Nos ultimos dias tem chuvido mais nos grupos ocidental e central do que para aqui. No entanto ontem foi um dia de chuva, principalmente durante a tarde.

Ao que parece por cá o verão foi-se, no entanto mantem-se o tempo quente


----------



## Gerofil (10 Set 2007 às 15:42)

Esttremoz: Céu muito carregado, com algumas abertas. Possibilidade de estarem a ocorrer aguaceiros dispersos a Sul e a Sueste. Temperatura de 28 ºC e pressão atmosférica nos 1015hPa.


----------



## Fil (10 Set 2007 às 16:02)

Aproveitem a animação aí para baixo  Dava jeito o radar do IM agora.

Aqui monotonia total, tempo seco e soleado. Temperatura actual de 26,2ºC (máxima momentânea) e pressão de 1015 hPa. A minha estação está a dar mal a humidade devido a uns problemas no fim de semana, não passa dos 20%. A mínima hoje foi de 13,5ºC.


----------



## João Soares (10 Set 2007 às 17:53)

Ola malta!!!!!

Por Gaia, estao 20ºC com muito nevoeiro (a tarde toda)....
De noite, estiveram 14,9ºC e de tarde subiu ate aos 26ºC


----------



## João Soares (10 Set 2007 às 19:51)

Por Gaia, o nevoeiro esta mesmo muito cerrado, nao se ve nada..... As temperaturas devem ter descido muito, ta frio


----------



## algarvio1980 (10 Set 2007 às 19:59)

Boas, por aqui, céu muito nublado alternando-se com pouco nublado e registei as seguintes temperaturas:

Temperatura Máxima: 25.5ºC
Temperatura mínima: 19.8ºC
Temperatura actual: 23.8ºC


----------



## Costa (10 Set 2007 às 20:45)

JPS Gaia disse:


> Por Gaia, o nevoeiro esta mesmo muito cerrado, nao se ve nada..... As temperaturas devem ter descido muito, ta frio



Porra! Aqui tá quente e abafado... deve rondar ai os 25ºC


----------



## MiguelMinhoto (10 Set 2007 às 22:58)

Boa noite a todos, aqui pela ilha de São Miguel nada de trovoadas, mas hoje tivemos um dia de ceu encoberto com chuva durante todo o dia na Parte Leste do Concelho da Lagoa, assim como nos Concelhos de Vila Franca do Campo, Povoação e Nordeste. E céu muito nublado com boas abertas e alguns aguaceiros na Parte Ocidental da Lagoa (Santa Cruz e Rosário),e no Concelho de Ponta Delgada, pelo menos na cidade e nas freguesias orientais do concelho.

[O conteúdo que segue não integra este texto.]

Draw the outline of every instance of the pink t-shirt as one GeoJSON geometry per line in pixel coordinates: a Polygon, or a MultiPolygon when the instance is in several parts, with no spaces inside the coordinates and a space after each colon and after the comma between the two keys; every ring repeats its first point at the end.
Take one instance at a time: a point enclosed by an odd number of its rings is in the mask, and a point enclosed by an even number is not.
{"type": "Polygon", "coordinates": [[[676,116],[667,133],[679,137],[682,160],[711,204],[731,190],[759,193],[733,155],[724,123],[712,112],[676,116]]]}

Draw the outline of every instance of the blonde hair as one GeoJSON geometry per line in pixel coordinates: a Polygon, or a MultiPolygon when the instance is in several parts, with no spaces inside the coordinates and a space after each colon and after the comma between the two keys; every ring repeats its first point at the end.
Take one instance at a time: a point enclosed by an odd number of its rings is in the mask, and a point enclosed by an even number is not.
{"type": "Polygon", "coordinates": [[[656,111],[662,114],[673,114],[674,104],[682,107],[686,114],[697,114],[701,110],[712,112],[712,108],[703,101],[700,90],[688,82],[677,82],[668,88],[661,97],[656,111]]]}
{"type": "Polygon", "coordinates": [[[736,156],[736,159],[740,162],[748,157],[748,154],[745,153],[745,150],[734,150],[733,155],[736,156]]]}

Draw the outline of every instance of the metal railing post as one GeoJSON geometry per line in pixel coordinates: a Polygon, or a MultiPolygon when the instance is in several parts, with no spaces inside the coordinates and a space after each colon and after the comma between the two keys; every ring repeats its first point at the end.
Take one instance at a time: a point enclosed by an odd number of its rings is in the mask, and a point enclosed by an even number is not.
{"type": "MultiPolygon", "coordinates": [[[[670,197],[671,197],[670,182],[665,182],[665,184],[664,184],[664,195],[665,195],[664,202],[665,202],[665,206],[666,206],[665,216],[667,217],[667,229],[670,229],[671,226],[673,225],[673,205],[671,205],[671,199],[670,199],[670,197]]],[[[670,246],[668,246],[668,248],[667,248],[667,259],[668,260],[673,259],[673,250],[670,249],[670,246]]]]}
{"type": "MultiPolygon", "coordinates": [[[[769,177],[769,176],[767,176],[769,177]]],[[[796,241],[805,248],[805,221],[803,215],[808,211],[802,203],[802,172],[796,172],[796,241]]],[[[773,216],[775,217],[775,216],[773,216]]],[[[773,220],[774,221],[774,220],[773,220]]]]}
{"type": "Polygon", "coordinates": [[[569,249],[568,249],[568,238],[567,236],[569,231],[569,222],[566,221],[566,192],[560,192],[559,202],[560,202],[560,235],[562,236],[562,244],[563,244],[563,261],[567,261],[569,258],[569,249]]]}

Registei hoje na minha estação os seguintes valores:

Tmin - 20,2ºC  Tmax - 27,1º   Hmin - 72%   Hmax - 89%

Valor Actual - 22,3ºC e 79% de humidade.

É ainda de referir que segundo o IM entre ontem e hoje caíram 54 L/m2 na Vila do Nordeste e 14 L/m2 na estação do Aeroporto João Paulo II (Ponta Delgada)


----------



## Minho (10 Set 2007 às 23:01)

Bem isso tá mesmo animado aí no Sul...

Aqui por Braga, nada! 21,7ºC


----------



## Dan (10 Set 2007 às 23:04)

Pelo que vejo, tem sido um dia de trovoadas espectaculares no sul do país, só espero que não tenha provocado danos de maior. 

Por aqui mais um dia chato de Verão sem nada de interessante.

Céu limpo e 20,8ºC.

Mínima: 14,9ºC
Máxima: 28,7ºC


----------



## Rog (11 Set 2007 às 09:24)

Boas, por aqui 17,7ºC, céu nublado e durante a noite ocorreram alguns aguaceiros fracos (0,4mm)
89% de HR e 1017 hPa


----------



## MiguelMinhoto (11 Set 2007 às 10:18)

Bom dia, por cá o dia amanheceu com céu muito nublado a encoberto e alguma neblina. Nada de chuva, apenas alguns chuviscos na zona de Água de Pau.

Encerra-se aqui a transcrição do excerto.